The action of 200 µM p-synephrine on the oxidation of exogenous fatty acids differs from the action of 200 µM p-octopamine in that the former was unable to increase significantly the ¹⁴CO₂ production from either [1-¹⁴C]octanoate or [1-¹⁴C]oleate. The increases in ¹⁴CO₂ production caused by 200 µM p-octopa- mine following [1-¹⁴C]octanoate and [1-¹⁴C]oleate infusion are significant and equal to 0.36 ± 0.09 and 0.14 ± 0.04 µmol min^-1·g^-1 [11] . Additionally, p-octo- pamine also has a more pronounced effect on ketone bodies production than p-synephrine. In other words, p-octopamine clearly stimulates the oxidation of exogenous fatty acids whereas p-synephrine seems to act modestly in this respect. Under some circumstances the action of p-synephrine was even inhibitory, as evidenced by the transient inhibitory episodes of ¹⁴CO₂ and acetoacetate productions from [1-¹⁴C]octanoate already described above (Figure 3).

It is highly probable, however, that p-synephrine increases the oxidation of endogenous fatty acids. The arguments supporting this conclusion are as follows: 1) p-synephrine stimulates the hepatic triacylglycerol lipase (Figure 1), thus increasing the endogenous availability of nonesterified fatty acids to the point that a certain amount can even be released by the liver (Figure 2); 2) p- synephrine increases oxygen uptake also in the absence of any exogenous substrate (Table 1; [9] ), a condition where endogenous fatty acids are by far the main source of reducing equivalents to the respiratory chain [12] [25] ; 3) p-synephrine increases oxygen uptake even when the liver is oxidizing exogenous [1-¹⁴C]fatty acids, without a corresponding increase in the ¹⁴CO₂ production; 4) p-synephrine also increases oxygen uptake under gluconeogenic conditions (Table 1), a situation in which the oxidation of endogenous fatty acids has been demonstrated to provide a considerable part of the reducing equivalents to the mitochondrial respiratory chain, especially when glucose synthesis is stimulated, as it in fact occurs in the presence of p-synephrine [9] [25] [26] .

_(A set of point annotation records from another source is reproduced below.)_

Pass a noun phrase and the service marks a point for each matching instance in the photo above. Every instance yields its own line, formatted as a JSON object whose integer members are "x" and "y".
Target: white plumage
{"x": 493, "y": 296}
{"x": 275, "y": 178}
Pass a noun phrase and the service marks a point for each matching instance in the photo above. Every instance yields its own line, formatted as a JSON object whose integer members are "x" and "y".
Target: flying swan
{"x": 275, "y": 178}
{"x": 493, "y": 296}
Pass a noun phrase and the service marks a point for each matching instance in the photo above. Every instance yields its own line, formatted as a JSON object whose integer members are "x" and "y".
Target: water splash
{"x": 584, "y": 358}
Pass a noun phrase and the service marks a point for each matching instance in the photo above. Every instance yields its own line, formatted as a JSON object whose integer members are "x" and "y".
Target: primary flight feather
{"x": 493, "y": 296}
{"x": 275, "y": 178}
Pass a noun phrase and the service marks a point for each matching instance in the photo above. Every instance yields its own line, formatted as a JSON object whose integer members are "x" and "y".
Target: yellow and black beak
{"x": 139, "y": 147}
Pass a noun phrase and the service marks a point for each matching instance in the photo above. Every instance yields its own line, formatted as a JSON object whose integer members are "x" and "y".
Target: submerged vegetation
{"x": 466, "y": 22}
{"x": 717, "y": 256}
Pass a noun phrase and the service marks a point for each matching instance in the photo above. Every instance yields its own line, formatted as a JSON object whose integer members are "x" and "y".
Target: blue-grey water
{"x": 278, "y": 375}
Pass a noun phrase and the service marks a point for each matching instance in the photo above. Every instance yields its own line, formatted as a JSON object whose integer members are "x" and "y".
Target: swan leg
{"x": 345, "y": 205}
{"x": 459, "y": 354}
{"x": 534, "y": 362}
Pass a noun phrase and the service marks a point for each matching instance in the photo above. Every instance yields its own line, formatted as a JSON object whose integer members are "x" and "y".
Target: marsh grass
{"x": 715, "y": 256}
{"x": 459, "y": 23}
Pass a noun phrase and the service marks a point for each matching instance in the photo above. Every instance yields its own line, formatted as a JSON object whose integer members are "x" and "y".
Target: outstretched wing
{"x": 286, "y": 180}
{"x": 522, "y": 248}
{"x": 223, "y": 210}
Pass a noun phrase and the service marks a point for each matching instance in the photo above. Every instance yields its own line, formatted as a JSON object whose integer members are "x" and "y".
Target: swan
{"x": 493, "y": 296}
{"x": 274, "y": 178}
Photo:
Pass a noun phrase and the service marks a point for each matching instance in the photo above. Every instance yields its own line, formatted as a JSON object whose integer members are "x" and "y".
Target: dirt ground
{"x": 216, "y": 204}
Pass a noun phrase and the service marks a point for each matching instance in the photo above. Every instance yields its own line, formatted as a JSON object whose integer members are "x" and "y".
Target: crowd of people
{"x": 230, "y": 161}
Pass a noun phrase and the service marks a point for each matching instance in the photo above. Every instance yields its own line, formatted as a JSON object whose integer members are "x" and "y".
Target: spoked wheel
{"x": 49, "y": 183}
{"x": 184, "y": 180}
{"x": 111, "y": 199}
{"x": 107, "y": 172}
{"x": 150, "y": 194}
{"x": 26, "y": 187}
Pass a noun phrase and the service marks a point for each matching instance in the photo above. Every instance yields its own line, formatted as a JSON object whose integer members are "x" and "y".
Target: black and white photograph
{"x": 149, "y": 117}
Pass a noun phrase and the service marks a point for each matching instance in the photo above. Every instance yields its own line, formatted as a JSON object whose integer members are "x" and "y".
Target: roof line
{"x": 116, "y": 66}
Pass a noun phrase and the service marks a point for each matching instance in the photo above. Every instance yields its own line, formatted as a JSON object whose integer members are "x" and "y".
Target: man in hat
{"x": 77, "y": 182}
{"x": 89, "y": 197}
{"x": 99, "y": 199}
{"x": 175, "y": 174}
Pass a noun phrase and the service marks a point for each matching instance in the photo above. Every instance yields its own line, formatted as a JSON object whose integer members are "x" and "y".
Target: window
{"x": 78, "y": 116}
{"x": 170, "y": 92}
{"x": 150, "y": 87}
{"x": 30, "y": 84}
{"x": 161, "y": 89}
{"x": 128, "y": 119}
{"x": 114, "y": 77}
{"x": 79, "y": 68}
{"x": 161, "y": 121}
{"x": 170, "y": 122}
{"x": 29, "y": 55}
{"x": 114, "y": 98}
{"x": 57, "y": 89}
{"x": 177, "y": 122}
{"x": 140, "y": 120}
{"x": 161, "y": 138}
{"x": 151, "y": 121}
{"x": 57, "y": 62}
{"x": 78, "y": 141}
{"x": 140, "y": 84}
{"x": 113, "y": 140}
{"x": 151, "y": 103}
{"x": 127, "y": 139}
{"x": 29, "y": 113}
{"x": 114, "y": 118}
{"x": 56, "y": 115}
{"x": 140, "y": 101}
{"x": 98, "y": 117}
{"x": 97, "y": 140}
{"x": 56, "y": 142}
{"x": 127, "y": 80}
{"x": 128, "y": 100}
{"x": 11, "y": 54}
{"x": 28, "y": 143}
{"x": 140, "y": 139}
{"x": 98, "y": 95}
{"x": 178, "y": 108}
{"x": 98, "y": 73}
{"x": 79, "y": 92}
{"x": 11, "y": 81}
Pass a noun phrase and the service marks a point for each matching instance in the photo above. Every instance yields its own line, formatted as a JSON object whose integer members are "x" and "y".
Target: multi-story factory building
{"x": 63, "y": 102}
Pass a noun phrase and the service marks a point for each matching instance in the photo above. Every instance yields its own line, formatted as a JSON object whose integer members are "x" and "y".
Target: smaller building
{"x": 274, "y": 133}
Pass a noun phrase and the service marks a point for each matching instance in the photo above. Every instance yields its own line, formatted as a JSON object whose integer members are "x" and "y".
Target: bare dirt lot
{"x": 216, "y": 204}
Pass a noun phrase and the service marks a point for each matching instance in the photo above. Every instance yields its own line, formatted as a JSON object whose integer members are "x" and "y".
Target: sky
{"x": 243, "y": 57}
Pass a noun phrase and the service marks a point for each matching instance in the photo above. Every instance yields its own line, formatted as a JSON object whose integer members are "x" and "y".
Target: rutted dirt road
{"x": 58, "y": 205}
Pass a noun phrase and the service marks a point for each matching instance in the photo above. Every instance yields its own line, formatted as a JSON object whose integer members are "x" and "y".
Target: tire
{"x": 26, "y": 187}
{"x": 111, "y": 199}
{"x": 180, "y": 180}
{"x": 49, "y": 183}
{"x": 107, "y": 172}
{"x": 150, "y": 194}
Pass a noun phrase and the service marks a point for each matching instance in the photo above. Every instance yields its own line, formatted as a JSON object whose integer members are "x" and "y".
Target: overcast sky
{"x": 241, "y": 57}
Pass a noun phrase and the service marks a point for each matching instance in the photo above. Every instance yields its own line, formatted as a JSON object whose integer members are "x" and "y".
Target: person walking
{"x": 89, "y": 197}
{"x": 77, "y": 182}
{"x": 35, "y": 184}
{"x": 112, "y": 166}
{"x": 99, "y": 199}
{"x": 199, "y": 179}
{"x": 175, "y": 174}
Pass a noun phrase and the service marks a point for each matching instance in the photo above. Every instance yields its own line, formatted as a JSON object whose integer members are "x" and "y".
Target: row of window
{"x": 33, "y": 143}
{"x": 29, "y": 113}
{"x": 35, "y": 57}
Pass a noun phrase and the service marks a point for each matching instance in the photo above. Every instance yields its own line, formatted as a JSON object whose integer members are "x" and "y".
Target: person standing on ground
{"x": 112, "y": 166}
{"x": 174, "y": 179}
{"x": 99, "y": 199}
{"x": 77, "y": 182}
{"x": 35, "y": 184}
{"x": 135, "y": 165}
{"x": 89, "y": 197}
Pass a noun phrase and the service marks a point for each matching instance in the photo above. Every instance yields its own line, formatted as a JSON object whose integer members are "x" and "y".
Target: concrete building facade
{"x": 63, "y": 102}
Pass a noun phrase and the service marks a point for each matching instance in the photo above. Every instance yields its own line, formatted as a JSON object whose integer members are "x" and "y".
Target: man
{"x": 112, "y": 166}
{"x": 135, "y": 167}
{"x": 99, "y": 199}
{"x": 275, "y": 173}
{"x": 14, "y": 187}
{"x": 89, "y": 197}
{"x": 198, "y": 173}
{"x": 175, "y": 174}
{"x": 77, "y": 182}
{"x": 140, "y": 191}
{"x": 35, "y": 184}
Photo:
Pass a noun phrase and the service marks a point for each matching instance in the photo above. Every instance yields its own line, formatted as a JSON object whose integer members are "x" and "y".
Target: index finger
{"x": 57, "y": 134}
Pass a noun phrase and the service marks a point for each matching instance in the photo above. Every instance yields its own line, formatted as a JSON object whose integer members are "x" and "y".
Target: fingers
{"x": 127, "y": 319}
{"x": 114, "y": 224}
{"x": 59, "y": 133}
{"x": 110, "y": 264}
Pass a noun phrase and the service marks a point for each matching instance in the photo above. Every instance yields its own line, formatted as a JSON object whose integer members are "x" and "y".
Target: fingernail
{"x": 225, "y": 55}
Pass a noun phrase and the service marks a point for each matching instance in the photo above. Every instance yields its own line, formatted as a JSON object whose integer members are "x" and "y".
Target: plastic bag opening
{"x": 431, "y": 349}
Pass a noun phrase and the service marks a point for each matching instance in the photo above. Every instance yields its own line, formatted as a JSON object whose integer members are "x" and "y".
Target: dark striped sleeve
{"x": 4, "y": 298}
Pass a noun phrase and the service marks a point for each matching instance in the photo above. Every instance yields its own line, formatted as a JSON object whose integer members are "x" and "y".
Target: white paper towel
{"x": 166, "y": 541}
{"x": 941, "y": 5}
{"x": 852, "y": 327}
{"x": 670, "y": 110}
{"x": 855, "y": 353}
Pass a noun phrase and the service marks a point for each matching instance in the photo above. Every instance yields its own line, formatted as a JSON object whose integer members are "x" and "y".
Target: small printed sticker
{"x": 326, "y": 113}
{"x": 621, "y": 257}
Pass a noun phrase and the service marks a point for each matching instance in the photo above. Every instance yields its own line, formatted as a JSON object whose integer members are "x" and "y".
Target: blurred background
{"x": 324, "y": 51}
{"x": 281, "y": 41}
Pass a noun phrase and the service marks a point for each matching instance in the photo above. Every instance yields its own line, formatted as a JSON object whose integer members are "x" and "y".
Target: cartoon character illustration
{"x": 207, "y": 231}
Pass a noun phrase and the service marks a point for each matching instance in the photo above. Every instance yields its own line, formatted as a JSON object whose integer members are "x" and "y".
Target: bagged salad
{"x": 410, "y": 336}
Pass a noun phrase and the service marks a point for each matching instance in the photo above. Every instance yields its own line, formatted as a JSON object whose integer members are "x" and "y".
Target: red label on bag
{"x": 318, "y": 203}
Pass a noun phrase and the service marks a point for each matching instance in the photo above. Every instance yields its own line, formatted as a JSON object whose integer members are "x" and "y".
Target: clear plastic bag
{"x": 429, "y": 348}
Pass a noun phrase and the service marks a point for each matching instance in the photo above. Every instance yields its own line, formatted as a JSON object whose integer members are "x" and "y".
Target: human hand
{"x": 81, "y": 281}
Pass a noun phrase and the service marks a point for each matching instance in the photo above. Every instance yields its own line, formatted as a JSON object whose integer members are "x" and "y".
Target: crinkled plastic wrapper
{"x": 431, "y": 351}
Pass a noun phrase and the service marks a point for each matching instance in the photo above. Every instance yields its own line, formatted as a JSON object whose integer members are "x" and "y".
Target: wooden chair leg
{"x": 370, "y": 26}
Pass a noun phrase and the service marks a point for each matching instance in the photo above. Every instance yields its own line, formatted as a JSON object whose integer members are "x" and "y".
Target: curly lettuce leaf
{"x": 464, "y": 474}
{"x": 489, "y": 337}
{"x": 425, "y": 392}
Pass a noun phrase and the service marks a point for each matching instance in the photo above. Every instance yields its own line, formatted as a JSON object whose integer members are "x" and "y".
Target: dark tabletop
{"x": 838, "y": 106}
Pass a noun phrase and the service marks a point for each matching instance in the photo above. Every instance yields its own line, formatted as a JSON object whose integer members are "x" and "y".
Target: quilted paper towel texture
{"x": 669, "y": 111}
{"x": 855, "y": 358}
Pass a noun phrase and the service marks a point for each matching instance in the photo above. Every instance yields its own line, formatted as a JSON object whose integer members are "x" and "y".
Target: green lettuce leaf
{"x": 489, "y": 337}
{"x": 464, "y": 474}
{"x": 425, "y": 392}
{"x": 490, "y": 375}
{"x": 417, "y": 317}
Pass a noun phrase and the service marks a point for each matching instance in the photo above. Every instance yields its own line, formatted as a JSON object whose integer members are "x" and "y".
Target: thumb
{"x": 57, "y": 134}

p-octopamine also stimulates the hepatic triacylglycerol lipase and, thus, also increases the availability of endogenous non-esterified fatty acids. Even so, this agent is able to increase the oxidation of exogenous fatty acids [11] . The mechanisms underlying these different behaviors of p-synephrine and p-octopa- mine cannot be inferred from the available data. p-octopamine and p-syneph- rine apparently bind to both alfa- and beta-adrenergic receptors in the liver and probably act via both cAMP and Ca²⁺ as intracellular messengers [9] [11] . It is possible that the different actions of p-octopamine and p-synephrine on fatty acid oxidation bear some relation to the different binding intensities to the various receptors. This is certainly a question that demands additional investigation.